Case Study – How Google used AI to cut its energy bill

In 2014, Jim Gao was an engineer at Google. He was responsible for making the massive air-conditioning systems of the tech giant’s data centers (DCs) run as smoothly and efficiently as possible. With a background in mechanical engineering, Gao was following established best practices in the energy industry and obtaining great results.

After the most commonly adopted energy-saving measures were implemented, the performance of Google’s DCs started to plateau, uncovering the limitations of the traditional approach to energy saving. It was clear that a new approach was needed. Gao decided to pursue an unbeaten path, taking advantage of Google’s 20% policy—an initiative that allows employees to spend 20% of their time working on what they think will most benefit Google. Being a data center engineer, he was well aware of the sensors deployed in the DCs and of the large amount of data collected from them for operational purposes. Gao decided to study up on machine learning and tried to build models to predict and improve the DC performance.

The Data Center Energy Consumption Problem

A data center is a building that houses networked servers. In the case of Google, these machines serve Search and Maps queries, store photos and documents, and perform all the other tasks that Google needs in order to offer its services to users.

Energy consumption is a major driver of cost for DCs because of the large number of power-hungry computers they house. High costs are not the only factor to take into account when weighing a DC’s energy consumption; the environmental impact is also important. DCs nowadays consume 2% of the world’s electricity, a number that’s bound to increase as the need for networked services increases. The amount of energy used to power computers can’t readily be optimized by an operations team because it depends on the computing workload and the efficiency of the chips. For this reason, data center engineers strive to reduce all extra consumption. The efficiency of data centers is usually measured by tracking a metric called power usage effectiveness (PUE). This metric reflects how much energy is used on anything other than the actual computers that make the data center:

PUE = (Total Facility Energy) / (IT Equipment Energy)

A perfect data center has a PUE of 1: all the energy is spent to power the computers.
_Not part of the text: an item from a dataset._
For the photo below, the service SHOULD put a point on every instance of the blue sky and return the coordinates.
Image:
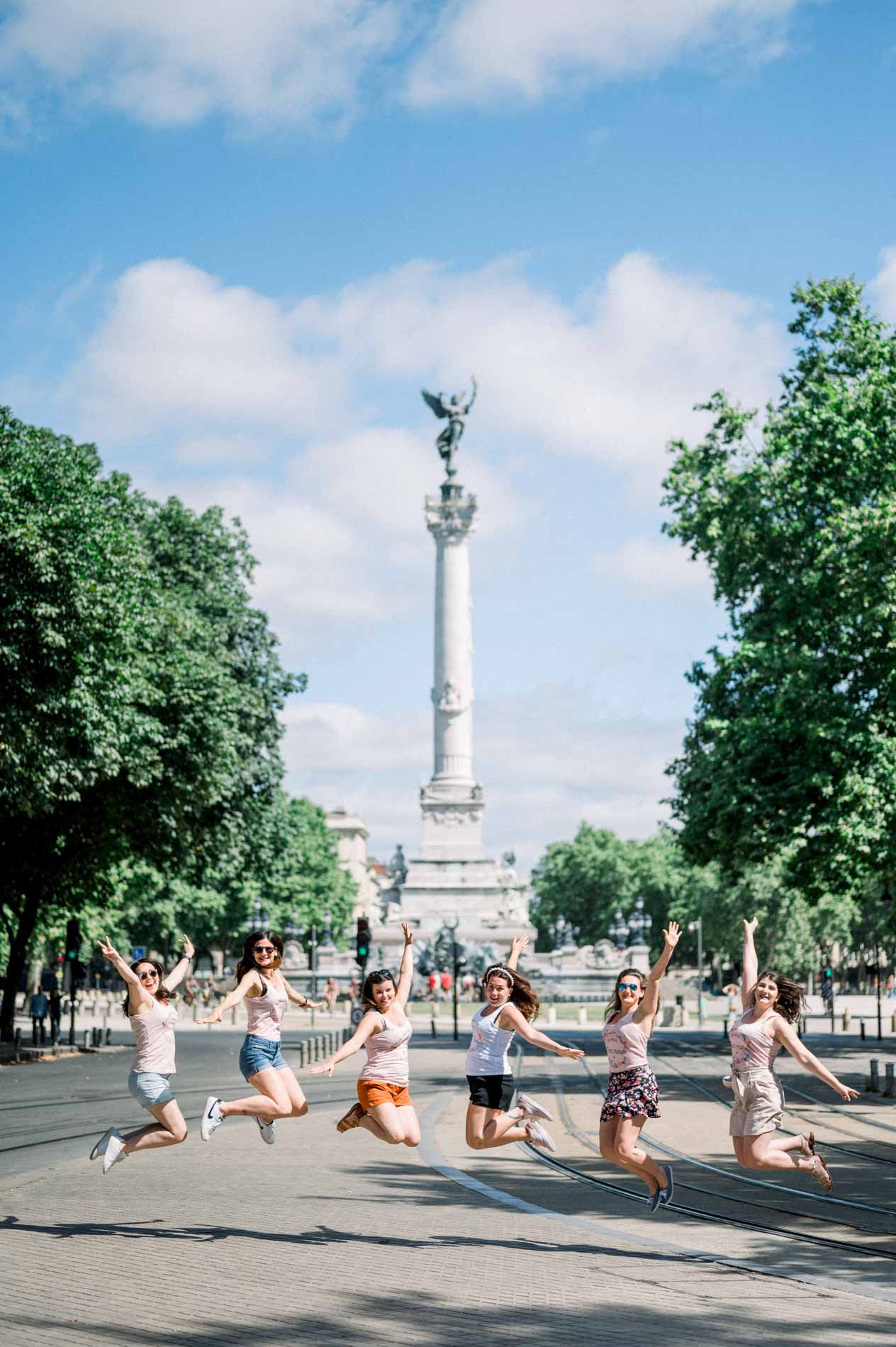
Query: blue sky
(240, 237)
The higher the PUE, the more energy is spent on other systems, among which cooling is the most important. For example, a PUE of 1.5 means that for every kilowatt-hour(kWh) of energy consumed to power computers, an additional 0.5 kWh of energy is needed for cooling and other minor needs.

Google has always been a leader in PUE efficiency. According to a 2018 survey of900 DC operators by the Uptime Institute, the average PUE in the industry was 1.58.Google continuously improved its PUE until it reached 1.12 in 2013. Unfortunately,this value didn’t improve until 2017.

ML Approach to Data Center Efficiency

Gao realized that one of the obstacles to lowering the PUE further was that it’s extremely complex to predict it correctly in different scenarios using a traditional engineering approach, because of the complex interactions between factors (for instance, wind can help cool the plant and reduce the need for artificial cooling). On the other hand, he was well aware of the large datasets collected by his team as part of day-to-day operations, thanks to thousands of sensors deployed across components that collect millions of data points.

Gao foresaw the potential of using this data to train an ML model capable of over-coming the limitations of traditional thermodynamics. His first approach was to build a simple neural network (a classic algorithm used to build supervised learning models) that was trained to predict the PUE, given a list of features that affect it. Gao used a total of 19 features, including these:

  • Total server IT load
  • Total number of process water pumps running
  • Mean cooling tower leaving-water-temperature set point
  • Total number of chillers running
  • Mean heat exchanger approach temperature
  • Outside air wet-bulb and dry-bulb temperatures
  • Outside air relative humidity, wind speed, and direction

The label of this supervised learning problem is the PUE. Gao used 184,435 time samples at five-minute resolution (approximately two years of operational data). The final model was able to predict DC PUE within 0.004 +/– 0.0005, an approximately 0.4% error, for a PUE of 1.1. Gao was able to build the first proof-of-concept (POC) model quickly using open source coding frameworks.

The final resulting model has been used for three main applications:

  • Automatic performance alerting and troubleshooting, by comparing actual versus predicted DC performance for any given set of conditions
  • Evaluating PUE sensitivity to operational parameters
  • Running digital simulations with different configurations without making physical changes

The results of Gao’s work had a large impact on the company and was recognized publicly by the VP of the data center, Joe Kava, who described the work and results in an Google official blog post. “Better Data Centers Through Machine Learning” high-lighted how Gao’s models were able to identify patterns in the data that are impossible for a person to spot, leading to a model capable of predicting the PUE with a 99.6%accuracy.

Gao and his team started using the model to come up with new ways to improve efficiency. When servers were taken offline, that was known to cause lower performance in the data center, for example. Thanks to Gao’s models, the Google DC’s team was able to run simulations of the data center’s behavior and find new ways to contain the performance loss, saving energy and money.